“The church’s unity and catholicity do not a rise immanently within individual believers or a historical institution; they are gifts from the Father, in the Son, and by the Spirit. They are given because the triune God has elected, redeemed, and called us in Christ to belong to Him and to each other.
The church was chosen in Christ to be holy (Ephesians 1:4) and was sanctified by Christ’s life, death, and resurrection — applied by the Holy Spirit. The church’s apostolicity is grounded not in its orthodoxy or orthopraxy, but in the external Word, made fruitful in us by the Spirit.

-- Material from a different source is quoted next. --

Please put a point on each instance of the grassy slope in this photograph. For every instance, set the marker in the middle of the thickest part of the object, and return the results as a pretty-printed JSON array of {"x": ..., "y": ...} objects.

As long as the church hears, receives, and proclaims this Word that it has been given, it is something other than a club, neighborhood association, theological school, or political action committee.
A church that, weary of its ambiguous location between the two ages, preaches another gospel or corrupts the sacraments is no longer holy, but is assimilated into the world– the age that is passing away– despite its outward forms (Galatians 1:6-9; 1 Corinthians 3:10-17).
We cannot deny that there will be those finally who hear these chilling words of Jesus Christ: ‘I never knew you; depart from me,’ although they protest that they performed wonders in His name (Matthew 7:22-23).
The candlestick of any particular church or group of churches can be removed when it ceases to bear illuminating witness to Christ in the world (Revelation 2:5). This tragic end may come upon a church not only for abandoning the doctrine of the gospel itself, but for failing to bear witness to it.
To deny that this eschatological judgment of one’s professing church is impossible by virtue of its inherent holiness and eminent history is itself a harbinger of apostasy, and it is a tendency to which all of our churches can easily succumb.
Yet we have Christ’s promise that He will build His church. Despite the church’s compromised, ambiguous, schismatic and sinful character, the covenant of redemption ensures that our unfaithfulness will not have the last word.”
–Michael Horton, The Christian Faith: A Systematic Theology for Pilgrims On the Way (Grand Rapids: Zondervan, 2011), 870.